難聴者の趣味

難聴者の趣味

         公益社団法人岡山県難聴者協会会長 妹尾克己

 新年度を迎えて何か巻頭言を書かなければならなくなりました。年度初めの所感といったものを書けばいいのですが、堅いことばかりでは読みづらいのではと思うので、思案の末、「難聴者の趣味」について書くことにしました。

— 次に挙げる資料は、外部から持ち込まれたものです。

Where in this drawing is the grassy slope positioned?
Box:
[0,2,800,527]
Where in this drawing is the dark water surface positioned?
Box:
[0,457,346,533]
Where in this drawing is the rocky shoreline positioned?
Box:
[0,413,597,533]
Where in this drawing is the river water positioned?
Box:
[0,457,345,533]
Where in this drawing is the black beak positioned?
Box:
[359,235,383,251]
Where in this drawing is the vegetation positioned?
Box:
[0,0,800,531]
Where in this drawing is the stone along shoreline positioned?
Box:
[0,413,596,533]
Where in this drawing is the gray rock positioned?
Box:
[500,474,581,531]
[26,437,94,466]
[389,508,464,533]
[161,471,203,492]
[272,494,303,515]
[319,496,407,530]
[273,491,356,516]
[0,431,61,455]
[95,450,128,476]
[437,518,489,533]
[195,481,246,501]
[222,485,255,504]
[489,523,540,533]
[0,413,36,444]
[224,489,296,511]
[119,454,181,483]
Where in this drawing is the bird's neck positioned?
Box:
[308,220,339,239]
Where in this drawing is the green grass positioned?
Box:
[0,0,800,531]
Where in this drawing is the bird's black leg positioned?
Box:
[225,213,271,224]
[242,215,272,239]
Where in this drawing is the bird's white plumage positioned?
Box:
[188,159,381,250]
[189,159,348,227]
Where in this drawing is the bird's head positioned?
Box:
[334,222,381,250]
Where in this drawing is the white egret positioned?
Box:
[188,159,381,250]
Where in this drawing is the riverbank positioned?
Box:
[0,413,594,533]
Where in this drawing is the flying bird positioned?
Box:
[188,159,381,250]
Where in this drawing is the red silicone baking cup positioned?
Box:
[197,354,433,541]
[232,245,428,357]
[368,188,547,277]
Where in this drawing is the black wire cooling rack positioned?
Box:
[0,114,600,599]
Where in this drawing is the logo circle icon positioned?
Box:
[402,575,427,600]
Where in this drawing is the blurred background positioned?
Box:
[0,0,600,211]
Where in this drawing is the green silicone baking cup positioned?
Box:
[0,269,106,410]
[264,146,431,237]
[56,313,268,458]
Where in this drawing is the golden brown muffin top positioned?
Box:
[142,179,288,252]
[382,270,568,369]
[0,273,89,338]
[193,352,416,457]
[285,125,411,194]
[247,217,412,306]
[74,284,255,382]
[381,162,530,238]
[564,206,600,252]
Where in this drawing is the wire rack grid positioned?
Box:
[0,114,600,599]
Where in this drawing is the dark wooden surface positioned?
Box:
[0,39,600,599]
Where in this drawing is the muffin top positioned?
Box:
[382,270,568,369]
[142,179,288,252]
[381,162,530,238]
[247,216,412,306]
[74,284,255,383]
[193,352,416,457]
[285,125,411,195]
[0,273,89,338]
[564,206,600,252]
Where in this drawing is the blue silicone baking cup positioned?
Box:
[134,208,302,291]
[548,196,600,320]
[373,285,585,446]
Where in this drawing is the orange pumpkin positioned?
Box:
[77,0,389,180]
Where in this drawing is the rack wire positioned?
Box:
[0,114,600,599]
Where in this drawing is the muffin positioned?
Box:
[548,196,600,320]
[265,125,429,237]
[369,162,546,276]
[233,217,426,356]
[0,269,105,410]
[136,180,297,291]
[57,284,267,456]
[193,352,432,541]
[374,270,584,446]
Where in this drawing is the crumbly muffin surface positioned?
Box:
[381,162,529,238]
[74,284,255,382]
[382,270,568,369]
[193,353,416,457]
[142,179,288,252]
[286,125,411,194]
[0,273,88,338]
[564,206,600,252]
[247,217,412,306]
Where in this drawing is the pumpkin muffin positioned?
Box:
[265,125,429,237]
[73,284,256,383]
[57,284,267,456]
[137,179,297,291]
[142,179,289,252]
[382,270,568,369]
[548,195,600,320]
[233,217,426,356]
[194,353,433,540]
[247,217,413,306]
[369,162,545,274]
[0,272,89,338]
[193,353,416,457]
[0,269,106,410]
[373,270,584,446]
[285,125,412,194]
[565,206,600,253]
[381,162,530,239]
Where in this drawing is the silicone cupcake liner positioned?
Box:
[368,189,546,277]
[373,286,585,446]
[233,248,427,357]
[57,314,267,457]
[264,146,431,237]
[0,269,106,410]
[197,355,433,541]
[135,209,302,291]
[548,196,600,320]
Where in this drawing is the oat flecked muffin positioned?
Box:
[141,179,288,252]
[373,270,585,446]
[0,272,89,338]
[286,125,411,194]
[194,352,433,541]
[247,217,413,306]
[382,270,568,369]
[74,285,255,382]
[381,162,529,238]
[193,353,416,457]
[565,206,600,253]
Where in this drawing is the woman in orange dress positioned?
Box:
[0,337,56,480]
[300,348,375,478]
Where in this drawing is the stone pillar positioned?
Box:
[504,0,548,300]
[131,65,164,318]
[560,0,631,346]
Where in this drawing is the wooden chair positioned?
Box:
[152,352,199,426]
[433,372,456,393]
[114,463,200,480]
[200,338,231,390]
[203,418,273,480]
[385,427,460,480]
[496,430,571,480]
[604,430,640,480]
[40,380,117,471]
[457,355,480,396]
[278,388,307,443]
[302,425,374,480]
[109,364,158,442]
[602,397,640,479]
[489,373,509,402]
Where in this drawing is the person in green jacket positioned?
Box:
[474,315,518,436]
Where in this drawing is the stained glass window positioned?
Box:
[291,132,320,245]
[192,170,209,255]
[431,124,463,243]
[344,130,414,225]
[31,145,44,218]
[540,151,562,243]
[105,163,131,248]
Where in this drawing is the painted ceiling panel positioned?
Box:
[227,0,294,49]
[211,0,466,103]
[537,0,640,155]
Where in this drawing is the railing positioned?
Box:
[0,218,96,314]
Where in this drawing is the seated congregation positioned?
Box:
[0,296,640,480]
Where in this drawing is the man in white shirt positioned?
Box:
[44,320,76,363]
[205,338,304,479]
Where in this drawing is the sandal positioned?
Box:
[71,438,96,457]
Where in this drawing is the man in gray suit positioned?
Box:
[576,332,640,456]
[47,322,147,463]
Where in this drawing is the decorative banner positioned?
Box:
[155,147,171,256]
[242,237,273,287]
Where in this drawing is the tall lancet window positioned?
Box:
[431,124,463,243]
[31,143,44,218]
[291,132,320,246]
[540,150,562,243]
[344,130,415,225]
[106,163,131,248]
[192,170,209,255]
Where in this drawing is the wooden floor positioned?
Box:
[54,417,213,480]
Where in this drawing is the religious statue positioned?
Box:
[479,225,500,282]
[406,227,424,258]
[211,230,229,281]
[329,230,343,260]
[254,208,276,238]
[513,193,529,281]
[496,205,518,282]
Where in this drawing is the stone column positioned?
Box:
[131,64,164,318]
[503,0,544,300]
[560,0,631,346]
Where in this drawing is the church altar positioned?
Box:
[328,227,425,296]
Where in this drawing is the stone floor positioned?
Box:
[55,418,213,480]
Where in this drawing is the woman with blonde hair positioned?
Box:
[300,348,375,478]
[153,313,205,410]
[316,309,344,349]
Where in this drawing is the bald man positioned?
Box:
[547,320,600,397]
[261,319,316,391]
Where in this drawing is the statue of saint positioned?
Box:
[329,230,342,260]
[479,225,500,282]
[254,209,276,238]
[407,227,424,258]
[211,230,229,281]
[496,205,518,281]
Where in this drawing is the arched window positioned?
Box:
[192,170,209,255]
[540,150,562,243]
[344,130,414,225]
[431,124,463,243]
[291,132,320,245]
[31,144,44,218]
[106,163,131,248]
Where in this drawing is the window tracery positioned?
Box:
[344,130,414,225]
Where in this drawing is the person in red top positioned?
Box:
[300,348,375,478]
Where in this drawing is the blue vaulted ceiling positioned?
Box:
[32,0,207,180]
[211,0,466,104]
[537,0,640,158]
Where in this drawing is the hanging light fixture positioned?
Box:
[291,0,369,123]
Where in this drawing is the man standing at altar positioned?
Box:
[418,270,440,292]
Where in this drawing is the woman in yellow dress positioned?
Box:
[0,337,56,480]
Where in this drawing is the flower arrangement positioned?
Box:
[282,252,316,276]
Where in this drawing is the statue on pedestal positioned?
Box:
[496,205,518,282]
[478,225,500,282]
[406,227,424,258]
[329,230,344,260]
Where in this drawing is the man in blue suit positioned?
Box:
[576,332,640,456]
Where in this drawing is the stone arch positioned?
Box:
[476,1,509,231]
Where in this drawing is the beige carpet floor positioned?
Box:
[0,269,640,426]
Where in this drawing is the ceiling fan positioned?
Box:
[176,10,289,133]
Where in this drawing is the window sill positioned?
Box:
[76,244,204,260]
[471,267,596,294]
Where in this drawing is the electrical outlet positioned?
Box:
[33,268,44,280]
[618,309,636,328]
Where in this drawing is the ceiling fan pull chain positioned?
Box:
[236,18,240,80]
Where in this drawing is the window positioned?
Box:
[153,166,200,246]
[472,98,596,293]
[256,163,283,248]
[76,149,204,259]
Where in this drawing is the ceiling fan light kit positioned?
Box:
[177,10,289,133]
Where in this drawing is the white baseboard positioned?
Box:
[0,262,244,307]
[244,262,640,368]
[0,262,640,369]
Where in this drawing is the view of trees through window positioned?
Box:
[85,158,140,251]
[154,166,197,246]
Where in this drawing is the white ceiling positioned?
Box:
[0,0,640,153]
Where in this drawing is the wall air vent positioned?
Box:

 私自身は全くの無趣味人間ですが、「あなたの趣味は何ですか」と問われて、学生の頃は「読書」と答えていました。岡山に戻ってからは 海釣りに連れていってもらったのをきっかけに、磯釣りをするようになり、すっかりのめり込んで、「趣味は釣り」と答えられるものになりました。しかし最近は釣りにはほとんど行かなくなってしまいました。(原因は釣れないから。児島湾周辺からお魚さんは消えてしまったのかと思うくらい、私には釣れなくなったのです。)定年後の今は野菜作り(というより実態は草取りですが)か、卓球ではないかと思っています。

 難聴の友人知人の顔を思い浮かべながら、あの人の趣味は・・・と思い浮かべていくと、次のようなものが挙がりました。釣り、登山、映画鑑賞、園芸、写真、絵画、読書、活花、手芸、カラオケ、卓球、将棋、囲碁、グランドゴルフ、麻雀、天体観測、・・

 これを見ると、コミュニケーションが複雑にならないものが選ばれている傾向がうかがえます。普段の人間関係コミュニケーションに疲れるのか、一人でできる、一人の世界に浸れるものが選ばれる傾向が強いのではないでしょうか。

 趣味とは、辞書的には「心の向くところ」で、つまり、好きな物や事柄のことですが、中には仕事が趣味とか、生活に困っていて趣味どころではないという方もおられるでしょうが、仕事以外の時間の過ごし方も、寿命が延びて長く生きるようになった現代では大変重要な意味を持つものになってきています。時間も忘れ熱中出来るもの、それがここに言う「趣味」に、さらには「高齢社会を生き抜く」道につながるのではないでしょうか。

 難聴者協会の活動に「趣味」がどうかかわってくるのか、もう少しこのテーマに拘って考えてみたいと思います。皆さんのご意見をお聞かせください。